I know Christian forgiveness can be exploited as a tool for abusers to maintain their power. I don’t think of forgiveness as a way to pass the buck of responsibility, allowing an offender to make their peace with God and bypass the messiness of dealing with their victim in person. All of that is wrong.

But the trajectory I was on eventually resulted in rock bottom, where choosing forgiveness – or at least, choosing to move in that direction – was a matter of life and death. Anger, justifiable though it may be, was literally poisoning me in the form of alcohol-induced blackouts. Anger was forcing me to hinge my healing on outcomes that were beyond my control, like apologies or guilty court verdicts (did you know that less than 2% of rape cases ever result in conviction?) or a change in my rapist’s heart. I can’t make any of that happen and it’s not my responsibility.

But healing? That is my responsibility. It had to be, because the pain was no longer mine, but also my husband’s – like how June’s pain quickly became her husband Luke’s. I hurt my husband by shutting him out, by getting drunk, by being angry all the time, rarely feeling anything else. Something had to change.

Relying on God’s justice is no patsy platitude for me. In hitting rock bottom, I collided with a savior who also knows betrayal and bodily violation, and didn’t just triumph over it, but continually sits with me in it. He sits with all the June Osbornes of the world, today and tomorrow and always.

That doesn’t mean the pain just goes away. In this world, the reminder of sexual brokenness is everywhere, from Donald Trump’s “locker room talk” to Harvey Weinstein’s harassment of young actresses to Bill Cosby’s early prison release, and so much more. There is always another headline on magazine covers at the grocery store checkout. Sexual abuse will always be topical on the radio, in podcasts, books, and in my friends’ lives. The triggers never go away.

But I am choosing not to feed the monster. I’m extremely selective about when, with whom, and how, I share my story. I’ve written about it before, and that work is done. The more I choose to focus on present goodness, the better it is for my mental health, my marriage, and other relationships. My pursuit of justice today is less about being on the front lines of a war and more like quiet activism in the form of prayer, voting, donating to organizations and justice leagues, calling my senators, and being a good listener.

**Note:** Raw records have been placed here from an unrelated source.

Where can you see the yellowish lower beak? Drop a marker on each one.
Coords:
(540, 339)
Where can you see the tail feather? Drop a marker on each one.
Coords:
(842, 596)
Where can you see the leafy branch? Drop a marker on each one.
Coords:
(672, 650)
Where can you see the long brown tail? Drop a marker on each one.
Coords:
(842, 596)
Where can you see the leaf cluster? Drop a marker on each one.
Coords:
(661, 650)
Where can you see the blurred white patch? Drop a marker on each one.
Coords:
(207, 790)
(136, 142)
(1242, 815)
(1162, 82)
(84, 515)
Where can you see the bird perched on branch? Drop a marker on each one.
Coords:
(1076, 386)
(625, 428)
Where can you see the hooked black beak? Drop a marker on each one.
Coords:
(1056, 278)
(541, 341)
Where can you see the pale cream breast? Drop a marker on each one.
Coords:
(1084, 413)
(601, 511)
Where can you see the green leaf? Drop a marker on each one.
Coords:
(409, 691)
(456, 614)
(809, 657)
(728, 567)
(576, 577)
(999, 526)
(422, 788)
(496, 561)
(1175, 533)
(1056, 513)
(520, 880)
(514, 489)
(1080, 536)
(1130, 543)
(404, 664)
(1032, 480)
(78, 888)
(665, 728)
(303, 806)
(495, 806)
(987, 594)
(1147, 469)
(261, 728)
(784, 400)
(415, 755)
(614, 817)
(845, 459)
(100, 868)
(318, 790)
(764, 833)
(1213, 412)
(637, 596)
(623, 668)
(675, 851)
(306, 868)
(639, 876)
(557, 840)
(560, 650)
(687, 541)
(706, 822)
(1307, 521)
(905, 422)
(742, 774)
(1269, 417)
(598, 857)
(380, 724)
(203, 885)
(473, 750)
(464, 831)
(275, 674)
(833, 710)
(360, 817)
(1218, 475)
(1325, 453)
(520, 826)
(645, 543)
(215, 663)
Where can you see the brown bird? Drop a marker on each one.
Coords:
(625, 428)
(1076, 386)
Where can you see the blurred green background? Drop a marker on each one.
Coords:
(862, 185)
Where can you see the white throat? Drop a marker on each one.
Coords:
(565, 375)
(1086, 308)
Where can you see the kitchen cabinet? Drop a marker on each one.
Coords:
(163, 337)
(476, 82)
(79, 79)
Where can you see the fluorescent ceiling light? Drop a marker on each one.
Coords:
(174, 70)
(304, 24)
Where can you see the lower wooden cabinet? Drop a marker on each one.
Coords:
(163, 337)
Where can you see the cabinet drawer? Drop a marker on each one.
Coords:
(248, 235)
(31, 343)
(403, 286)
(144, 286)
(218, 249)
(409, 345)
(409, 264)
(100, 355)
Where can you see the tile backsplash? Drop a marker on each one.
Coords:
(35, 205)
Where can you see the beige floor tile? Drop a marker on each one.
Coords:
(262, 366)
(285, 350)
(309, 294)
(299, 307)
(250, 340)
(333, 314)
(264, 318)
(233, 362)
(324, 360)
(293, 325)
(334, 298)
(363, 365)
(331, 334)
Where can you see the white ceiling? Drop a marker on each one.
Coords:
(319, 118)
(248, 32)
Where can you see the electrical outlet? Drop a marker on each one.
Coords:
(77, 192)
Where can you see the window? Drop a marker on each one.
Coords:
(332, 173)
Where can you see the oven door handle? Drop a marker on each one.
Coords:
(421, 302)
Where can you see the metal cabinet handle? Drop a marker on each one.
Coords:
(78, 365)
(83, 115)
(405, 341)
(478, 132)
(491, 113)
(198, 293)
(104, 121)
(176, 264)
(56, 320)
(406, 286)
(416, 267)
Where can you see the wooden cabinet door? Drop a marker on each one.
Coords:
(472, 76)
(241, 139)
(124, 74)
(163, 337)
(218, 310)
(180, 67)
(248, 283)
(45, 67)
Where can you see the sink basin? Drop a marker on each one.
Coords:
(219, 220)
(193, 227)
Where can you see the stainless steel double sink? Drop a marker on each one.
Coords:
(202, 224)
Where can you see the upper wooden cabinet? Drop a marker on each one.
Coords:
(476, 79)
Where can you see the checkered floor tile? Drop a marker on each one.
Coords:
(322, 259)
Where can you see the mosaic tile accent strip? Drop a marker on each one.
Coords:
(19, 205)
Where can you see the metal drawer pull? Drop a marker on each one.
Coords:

Maybe a different survivor is called to different work, but for right now, this is mine. If Jesus Christ really rose from the dead, that event has real, tangible effects on my life today. My justice has already been served. Victory is already won.

It will be interesting to see where the producers take June’s character in the next season. From the way season 4 ended, it’s not hard to imagine her taking that path of vigilante justice further, at the expense of her marriage and relationship with her infant daughter. My less extreme but not dissimilar path cost me a few friendships and nearly my marriage. For me, it wasn’t worth it.